3. The difference is what’s on tap next year. While the relatively unchanged path of fiscal policy in the midterm year isn’t all that different from prior electoral cycles, what is more unusual is the post-midterm trajectory. In the 12 electoral cycles from 1961 and 2008 shown in the chart above, fiscal policy has been loosened on average by nearly one percentage point of GDP leading up to the middle of the presidential election year. This is probably at least one of the factors behind the pattern of real disposable income growth, shown below, which slows on average leading up to midterm elections, and then reaccelerates thereafter. This trend is particularly noteworthy at the moment, in light of a decline in private sources of personal income that has been offset through lower tax liabilities and increased transfer payments.
By contrast, our own estimates imply a tightening of fiscal policy in 2011, including decreased transfer payments as a result of expired unemployment benefits and increased tax liabilities as a result of tax expirations, and while we don’t have quarterly estimates for 2012, our budget projections assume additional further restraint on an annual basis then as well. While it is natural for fiscal policy to begin to contract once the economy has begun to recover, the current trajectory appears to be at the edge of the range of fiscal policy in previous recessions, as shown in the chart below. This isn’t a surprise, given the extraordinarily large fiscal policy response seen in early 2009, but it does point to a greater than usual risk from fiscal policy during the recovery.
4. So throw the usual election-year pattern out the window? The chart below shows the level of the equity market over the four year political cycle, measured against its level at the end of October of the second year (i.e., a few days before the midterm election). What is notable is that not only do equity prices tend to increase around the time of the midterm election, but in previous midterm elections back to 1950, prices have been higher in every instance six months out. (While less reliable, the yield curve is also steeper about three quarters of the time six months following mid-term elections). For various reasons, market participants tend to take a more optimistic view of growth following the midterm election.

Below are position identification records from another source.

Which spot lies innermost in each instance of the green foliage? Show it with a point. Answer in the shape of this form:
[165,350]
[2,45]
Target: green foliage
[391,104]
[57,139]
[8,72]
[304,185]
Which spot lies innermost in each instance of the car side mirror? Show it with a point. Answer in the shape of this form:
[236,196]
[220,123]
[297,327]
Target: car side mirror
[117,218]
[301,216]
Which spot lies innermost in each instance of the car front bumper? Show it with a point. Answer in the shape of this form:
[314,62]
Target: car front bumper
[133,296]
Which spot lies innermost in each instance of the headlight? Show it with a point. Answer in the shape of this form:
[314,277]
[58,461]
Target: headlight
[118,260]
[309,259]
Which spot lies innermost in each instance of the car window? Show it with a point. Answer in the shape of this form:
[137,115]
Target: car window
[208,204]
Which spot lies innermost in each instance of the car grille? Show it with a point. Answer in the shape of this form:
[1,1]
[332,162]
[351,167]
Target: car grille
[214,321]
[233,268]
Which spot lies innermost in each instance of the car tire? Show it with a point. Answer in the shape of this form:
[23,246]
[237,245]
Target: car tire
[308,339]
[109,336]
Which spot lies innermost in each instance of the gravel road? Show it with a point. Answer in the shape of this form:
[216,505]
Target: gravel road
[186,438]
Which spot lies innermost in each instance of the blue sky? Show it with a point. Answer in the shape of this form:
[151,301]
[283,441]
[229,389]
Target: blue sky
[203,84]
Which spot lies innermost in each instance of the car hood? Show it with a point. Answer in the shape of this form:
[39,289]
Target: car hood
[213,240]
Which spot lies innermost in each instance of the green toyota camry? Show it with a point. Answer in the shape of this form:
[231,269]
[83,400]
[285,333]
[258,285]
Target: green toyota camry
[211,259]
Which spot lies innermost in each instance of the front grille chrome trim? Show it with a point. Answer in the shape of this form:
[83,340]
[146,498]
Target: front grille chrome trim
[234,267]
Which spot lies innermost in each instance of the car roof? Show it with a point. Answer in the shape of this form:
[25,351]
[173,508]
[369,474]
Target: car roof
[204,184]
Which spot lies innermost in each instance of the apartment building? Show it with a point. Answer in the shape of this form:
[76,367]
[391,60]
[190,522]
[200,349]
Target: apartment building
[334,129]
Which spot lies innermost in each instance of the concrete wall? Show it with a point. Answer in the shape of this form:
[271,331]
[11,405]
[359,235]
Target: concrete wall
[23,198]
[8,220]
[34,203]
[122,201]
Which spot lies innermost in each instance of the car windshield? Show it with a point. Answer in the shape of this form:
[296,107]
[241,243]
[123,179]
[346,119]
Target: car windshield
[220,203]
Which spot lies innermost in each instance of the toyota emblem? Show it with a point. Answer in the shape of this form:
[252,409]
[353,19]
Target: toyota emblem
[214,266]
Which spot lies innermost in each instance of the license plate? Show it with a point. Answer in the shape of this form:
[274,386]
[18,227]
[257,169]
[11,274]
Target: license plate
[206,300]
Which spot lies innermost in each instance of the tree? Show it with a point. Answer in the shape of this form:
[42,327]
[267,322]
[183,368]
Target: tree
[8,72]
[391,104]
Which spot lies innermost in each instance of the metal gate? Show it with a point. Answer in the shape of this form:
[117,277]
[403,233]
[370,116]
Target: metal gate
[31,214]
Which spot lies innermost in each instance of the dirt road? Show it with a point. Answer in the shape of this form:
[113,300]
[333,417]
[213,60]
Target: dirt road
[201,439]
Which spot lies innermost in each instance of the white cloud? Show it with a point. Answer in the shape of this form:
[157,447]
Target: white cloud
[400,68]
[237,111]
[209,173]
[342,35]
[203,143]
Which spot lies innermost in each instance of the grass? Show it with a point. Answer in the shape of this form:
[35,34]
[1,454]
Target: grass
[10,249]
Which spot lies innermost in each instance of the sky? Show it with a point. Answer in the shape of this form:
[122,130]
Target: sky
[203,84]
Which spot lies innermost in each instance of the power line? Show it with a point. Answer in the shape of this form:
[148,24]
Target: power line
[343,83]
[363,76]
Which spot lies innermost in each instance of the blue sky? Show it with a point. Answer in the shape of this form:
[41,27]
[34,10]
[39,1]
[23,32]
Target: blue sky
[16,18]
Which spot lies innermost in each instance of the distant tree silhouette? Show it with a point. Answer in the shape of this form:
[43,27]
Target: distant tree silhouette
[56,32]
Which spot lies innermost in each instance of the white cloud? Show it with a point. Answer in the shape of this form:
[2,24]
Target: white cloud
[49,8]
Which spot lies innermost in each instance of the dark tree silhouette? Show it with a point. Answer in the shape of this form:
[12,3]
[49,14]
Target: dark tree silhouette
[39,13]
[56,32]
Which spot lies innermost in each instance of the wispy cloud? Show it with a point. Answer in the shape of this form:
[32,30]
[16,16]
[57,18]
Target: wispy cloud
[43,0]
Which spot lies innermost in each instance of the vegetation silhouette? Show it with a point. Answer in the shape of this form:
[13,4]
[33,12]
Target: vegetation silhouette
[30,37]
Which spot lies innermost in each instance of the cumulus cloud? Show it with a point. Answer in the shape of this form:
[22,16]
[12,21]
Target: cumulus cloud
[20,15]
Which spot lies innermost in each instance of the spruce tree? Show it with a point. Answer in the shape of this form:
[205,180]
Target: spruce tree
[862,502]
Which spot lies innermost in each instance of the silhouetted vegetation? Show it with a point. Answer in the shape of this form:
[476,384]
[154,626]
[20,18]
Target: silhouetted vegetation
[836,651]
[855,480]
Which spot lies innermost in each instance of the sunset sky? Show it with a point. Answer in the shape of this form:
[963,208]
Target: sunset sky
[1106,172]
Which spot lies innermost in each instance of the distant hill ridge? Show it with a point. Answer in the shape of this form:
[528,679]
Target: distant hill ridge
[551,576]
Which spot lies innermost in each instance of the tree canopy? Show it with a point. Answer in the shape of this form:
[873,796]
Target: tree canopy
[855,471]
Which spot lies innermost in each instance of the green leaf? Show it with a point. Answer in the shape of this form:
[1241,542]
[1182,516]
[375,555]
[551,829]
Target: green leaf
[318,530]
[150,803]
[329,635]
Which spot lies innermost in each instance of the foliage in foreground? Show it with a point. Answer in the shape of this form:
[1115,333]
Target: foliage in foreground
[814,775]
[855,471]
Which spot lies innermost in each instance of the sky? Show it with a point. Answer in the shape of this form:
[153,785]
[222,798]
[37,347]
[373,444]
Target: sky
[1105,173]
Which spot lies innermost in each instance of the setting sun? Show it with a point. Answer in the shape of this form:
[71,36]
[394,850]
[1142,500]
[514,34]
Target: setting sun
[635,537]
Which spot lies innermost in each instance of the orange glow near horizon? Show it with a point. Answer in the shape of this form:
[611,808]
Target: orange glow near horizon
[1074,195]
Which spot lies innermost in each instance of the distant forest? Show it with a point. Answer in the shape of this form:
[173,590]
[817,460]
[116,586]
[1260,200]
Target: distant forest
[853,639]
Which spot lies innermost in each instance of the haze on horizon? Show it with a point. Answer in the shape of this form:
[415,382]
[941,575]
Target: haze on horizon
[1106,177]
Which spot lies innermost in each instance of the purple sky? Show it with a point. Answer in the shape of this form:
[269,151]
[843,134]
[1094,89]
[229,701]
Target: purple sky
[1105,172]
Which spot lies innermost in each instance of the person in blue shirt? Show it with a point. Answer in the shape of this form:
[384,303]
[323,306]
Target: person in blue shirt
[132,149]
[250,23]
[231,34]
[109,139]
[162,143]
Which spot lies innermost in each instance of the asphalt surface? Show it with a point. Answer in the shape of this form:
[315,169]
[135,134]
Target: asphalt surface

The risk over the next several quarters is that the pattern noted above—i.e., that fiscal policy is set to be tighter than usual—will overshadow the factors that normally lead to post-midterm optimism. While there may be other factors involved—for instance, the typical loss of 15 to 20 House seats by the president’s party in a midterm election may lead to reduced policy uncertainty, as legislation is perceived to be more difficult to enact—fiscal policy is unlikely to operate as it normally does over the course of this electoral cycle.